Bea Seger has spent a lifetime running from her childhood. The daughter of a famous photographer, she and her brothers were the subjects of an explosive series of images in the 1960s known as the Marx Nudes. Disturbing and provocative, the photographs shadowed the family long past the public outcry and media attention. Now, decades later, both the Museum of Modern Art and Hollywood have come calling, eager to cash in on Bea’s mother’s notoriety. Twice divorced from but still entangled with aging rock star Gary Going, Bea lives in Manhattan with her borrowed dog, Dory, and sort-of sister, Echo. After years of avoiding her past, Bea must make a choice: let the world in—and be compensated for the trauma of her childhood—or leave it all locked away in a storage unit forever.
Carry the Dog sweeps readers into Bea’s world as the little girl in the photographs and the woman in the mirror meet at the blurry intersection of memory and truth, vulnerability and resilience.
PUBLISHERS WEEKLY
A woman nearing 60 looks back on her life in this bounteous if unfocused novel by Gangi (The Next). Bea Seger was the youngest of three children of Miriam Marx, a photographer made infamous for the nude pictures she took of her children and who died many years earlier by suicide.
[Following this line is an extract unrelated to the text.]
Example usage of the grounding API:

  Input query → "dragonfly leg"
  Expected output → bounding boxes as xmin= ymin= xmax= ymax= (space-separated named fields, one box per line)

Bea has recently discovered a stash of Miriam's work in a storage unit, and has to decide whether to show it at the Museum of Modern Art or allow a Hollywood producer to use it for a biopic. The work brings up unresolved speculation for Bea that she might have been abused by one of her twin brothers, who died at 16, and about what happened to her other brother, with whom she lost contact after he left for college. Meanwhile, she's dealing with a possible cancer diagnosis, an ongoing, sometimes complicated friendship with her rock star ex-husband, the challenges of sharing an apartment with her father's adopted aspiring musician daughter, and a long-term dog sitting job. There's plot to spare, but the many mysteries, when solved, have little consequence, and the tone veers inexplicably between dark and light. Most endearing is Bea herself, who deals with the physical, psychological, economic, and romantic challenges of aging with humor and attitude. The memorable main character makes an otherwise flawed novel worth reading.